Home ♃ Recent Stories ☄ ‘Always listen to each other . . . keep things within your...

‘Always listen to each other . . . keep things within your four walls’

3287
0
By Anita Debro
Special to the Birmingham Times

“You Had Me at Hello’’ highlights married couples and the love that binds them. If you would like to be considered for a future “Hello’’ column, or know someone who would, please send nominations to Ariel Worthy at aworthy@birminghamtimes.com. Include the couple’s name, contact number(s) and what makes their love story unique.

This slideshow requires JavaScript.

RASHUNDA AND JOSEPH HALL

Live: Trussville

Married: May 24, 2003

Met: In the summer of 1996 RaShunda went to Mt.

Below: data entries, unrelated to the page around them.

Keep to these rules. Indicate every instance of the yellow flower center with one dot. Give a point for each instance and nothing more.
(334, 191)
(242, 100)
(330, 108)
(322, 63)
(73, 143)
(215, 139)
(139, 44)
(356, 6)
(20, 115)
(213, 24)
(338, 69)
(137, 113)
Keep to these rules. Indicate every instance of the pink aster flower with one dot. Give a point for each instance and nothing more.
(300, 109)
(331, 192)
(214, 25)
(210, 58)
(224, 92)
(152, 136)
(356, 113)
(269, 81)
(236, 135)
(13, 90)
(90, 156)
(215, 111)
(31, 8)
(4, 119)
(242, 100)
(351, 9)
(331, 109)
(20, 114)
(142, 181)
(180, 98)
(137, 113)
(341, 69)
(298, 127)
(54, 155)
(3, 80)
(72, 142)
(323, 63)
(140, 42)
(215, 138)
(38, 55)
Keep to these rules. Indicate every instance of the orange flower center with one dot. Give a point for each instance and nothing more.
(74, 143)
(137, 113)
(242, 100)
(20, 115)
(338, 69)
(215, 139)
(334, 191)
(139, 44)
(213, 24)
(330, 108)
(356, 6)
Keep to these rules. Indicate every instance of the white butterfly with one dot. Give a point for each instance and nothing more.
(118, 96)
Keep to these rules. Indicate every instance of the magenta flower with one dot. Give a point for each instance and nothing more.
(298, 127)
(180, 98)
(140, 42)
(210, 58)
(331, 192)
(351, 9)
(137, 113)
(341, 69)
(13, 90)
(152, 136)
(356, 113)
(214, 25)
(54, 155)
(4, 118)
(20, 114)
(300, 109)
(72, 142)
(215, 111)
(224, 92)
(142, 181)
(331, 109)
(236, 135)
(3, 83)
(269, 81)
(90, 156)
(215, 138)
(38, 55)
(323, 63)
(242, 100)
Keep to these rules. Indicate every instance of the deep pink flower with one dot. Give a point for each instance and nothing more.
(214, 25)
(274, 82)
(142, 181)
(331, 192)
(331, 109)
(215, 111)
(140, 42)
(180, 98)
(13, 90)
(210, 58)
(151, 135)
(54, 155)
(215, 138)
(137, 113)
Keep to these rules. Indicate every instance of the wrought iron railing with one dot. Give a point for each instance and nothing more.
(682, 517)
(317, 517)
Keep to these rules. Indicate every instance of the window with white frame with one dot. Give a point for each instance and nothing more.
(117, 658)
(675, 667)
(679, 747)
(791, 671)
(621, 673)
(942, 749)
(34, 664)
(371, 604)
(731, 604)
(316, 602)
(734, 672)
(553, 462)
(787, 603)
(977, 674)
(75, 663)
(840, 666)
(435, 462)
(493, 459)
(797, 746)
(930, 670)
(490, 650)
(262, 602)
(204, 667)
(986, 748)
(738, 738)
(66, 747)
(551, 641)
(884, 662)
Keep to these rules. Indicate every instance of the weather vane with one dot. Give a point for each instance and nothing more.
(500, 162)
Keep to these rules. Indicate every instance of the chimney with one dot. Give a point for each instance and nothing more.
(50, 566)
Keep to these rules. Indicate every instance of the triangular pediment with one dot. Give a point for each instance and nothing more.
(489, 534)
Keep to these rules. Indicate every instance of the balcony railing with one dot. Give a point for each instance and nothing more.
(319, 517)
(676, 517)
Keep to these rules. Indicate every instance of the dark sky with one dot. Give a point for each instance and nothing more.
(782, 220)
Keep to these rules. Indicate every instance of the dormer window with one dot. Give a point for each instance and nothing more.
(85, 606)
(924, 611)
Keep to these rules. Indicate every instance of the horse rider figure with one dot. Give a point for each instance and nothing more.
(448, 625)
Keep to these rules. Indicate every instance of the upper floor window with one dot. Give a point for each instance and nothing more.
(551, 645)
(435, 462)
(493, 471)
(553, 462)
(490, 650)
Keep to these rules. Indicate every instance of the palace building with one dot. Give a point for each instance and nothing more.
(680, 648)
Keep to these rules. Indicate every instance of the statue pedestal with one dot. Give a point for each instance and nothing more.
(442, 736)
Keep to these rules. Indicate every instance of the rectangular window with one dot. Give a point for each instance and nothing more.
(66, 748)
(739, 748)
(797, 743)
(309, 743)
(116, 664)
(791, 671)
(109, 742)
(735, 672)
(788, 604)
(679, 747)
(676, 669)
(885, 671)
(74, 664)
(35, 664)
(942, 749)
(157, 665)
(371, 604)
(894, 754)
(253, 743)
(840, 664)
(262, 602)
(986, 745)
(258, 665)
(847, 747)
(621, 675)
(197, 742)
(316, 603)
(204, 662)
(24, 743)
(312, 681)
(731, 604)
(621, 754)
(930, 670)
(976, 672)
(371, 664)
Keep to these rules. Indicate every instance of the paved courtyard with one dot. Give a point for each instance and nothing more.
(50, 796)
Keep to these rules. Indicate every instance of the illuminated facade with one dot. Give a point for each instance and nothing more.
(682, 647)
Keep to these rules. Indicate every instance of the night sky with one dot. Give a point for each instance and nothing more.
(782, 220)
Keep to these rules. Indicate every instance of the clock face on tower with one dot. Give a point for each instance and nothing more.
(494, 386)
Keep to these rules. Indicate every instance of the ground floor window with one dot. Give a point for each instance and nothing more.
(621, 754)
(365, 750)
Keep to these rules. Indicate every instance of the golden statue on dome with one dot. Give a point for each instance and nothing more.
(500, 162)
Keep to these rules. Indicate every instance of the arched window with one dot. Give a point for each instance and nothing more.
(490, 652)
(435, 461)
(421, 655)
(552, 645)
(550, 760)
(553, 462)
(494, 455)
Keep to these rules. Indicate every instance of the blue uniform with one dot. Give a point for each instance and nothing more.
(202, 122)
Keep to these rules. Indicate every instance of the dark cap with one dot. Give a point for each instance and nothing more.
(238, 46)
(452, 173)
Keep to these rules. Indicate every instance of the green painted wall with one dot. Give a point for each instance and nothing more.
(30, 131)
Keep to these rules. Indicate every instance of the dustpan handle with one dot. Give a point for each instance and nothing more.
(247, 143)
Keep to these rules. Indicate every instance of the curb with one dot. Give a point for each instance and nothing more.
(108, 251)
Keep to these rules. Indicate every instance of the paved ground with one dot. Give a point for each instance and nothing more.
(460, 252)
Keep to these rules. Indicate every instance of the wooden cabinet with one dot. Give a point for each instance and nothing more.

Zion Community Church as the guest of a friend who attended that congregation.  Joseph was at his home church that day and happened to sit near RaShunda, whom he had never met.

“I thought he was very cute,” RaShunda said. “He definitely caught my attention.”  They did not talk during that church service, but the two were both invited to the same party later that night. There they talked. “I thought she was very attractive and really cool and down to earth,” Joseph said.  RaShunda, who was still in high school at the time, and Joseph, who was attending the University of Alabama at Birmingham, said they talked about their likes and dislikes and cooking — “He said he was a very good cook,” RaShunda recalled.  Joseph said he passed his telephone number to one of RaShunda’s friends. Not long after, RaShunda called.

First date: At the Olive Garden in Eastwood.  They also went to the movies to see “One Night Stand” with Wesley Snipes. “I remember being dressed up,” Joseph recalled. “The lights in the restaurant were dimmed and it was a romantic night.”  After the dinner and movie, RaShunda said Joseph took her on a car ride through the city that ended up at Joseph’s old neighborhood. “We just drove around and had a good conversation,” she remembered.

After that night, RaShunda and Joseph spent the summer together, hanging out and going on dates. Towards the end of the summer, RaShunda made a confession. “I told him I was in love with him,” RaShunda recalled. “He didn’t really reply, he just said ‘ok’.”  Joseph said he was caught off guard. “It really threw me,” he said. “I did not want to say I was in love if I didn’t mean it. That conversation did not go over too well.”

After that conversation the two parted ways. She finished high school, while he continued his studies at UAB. It wasn’t until her freshman year in college that RaShunda would reach out to Joseph again. “I had been going through some hard times, and I just decided to call him since I still had his number.”  For the next year, the two grew close as friends while they dated other people.  Their friendship continued for about two more years. By 2000 something had changed. “I wondered why we were not dating,” she said.  So the two agreed to try again and see what would happen.

This time it worked. They both said they fell in love this time. “I think I was older and wiser,” Joseph said.

The proposal: Before Joseph popped the question, he and RaShunda went to jewelry store and looked at rings. RaShunda did not know that she was picking out her own engagement ring.  On her birthday, Dec. 31, 2001, Joseph took her to the restaurant Bahama Breeze, which has since closed.  He had planned to ask her at the restaurant, but he got nervous. “I’m a private person,” he said.  He got down on one knee later that night.  They had rented a hotel room and there were candles glowing and snow falling.

The wedding: At the former New City Church in downtown Birmingham. “It was a really big wedding,” RaShunda said. “We had six bridesmaids and six groomsmen.”  RaShunda said she remembers being nervous from all of the activity that day.

“A lot of it was blur to me,” Joseph joked, as he admitted to not wearing his glasses on that day.

The couple ended up winning a free honeymoon at a bridal expo.  They travelled to the Bahamas.

Words of wisdom: “Always listen to each other,” RaShunda said. “It is best to go ahead and talk about (issues) to get it out rather than letting things fester,” she said. Joseph advises couples to limit the number of people you discuss the troubles and challenges inside of the marriage. “Keep things within your four walls,” he said. “Find someone— a pastor or psychologist— who can be neutral,” he said. He added: “And keep God in your life and continue to pray.”

Happily ever after: The couple has two boys ages 7 and 3.  They enjoy watching old television shows together, going to the movies and trying out new restaurants.  RaShunda works at Wells Fargo and Joseph works at UPS and Security Engineers Inc.  They look forward to more vacations and growing old together. “We look forward to babysitting our grandkids,” RaShunda said.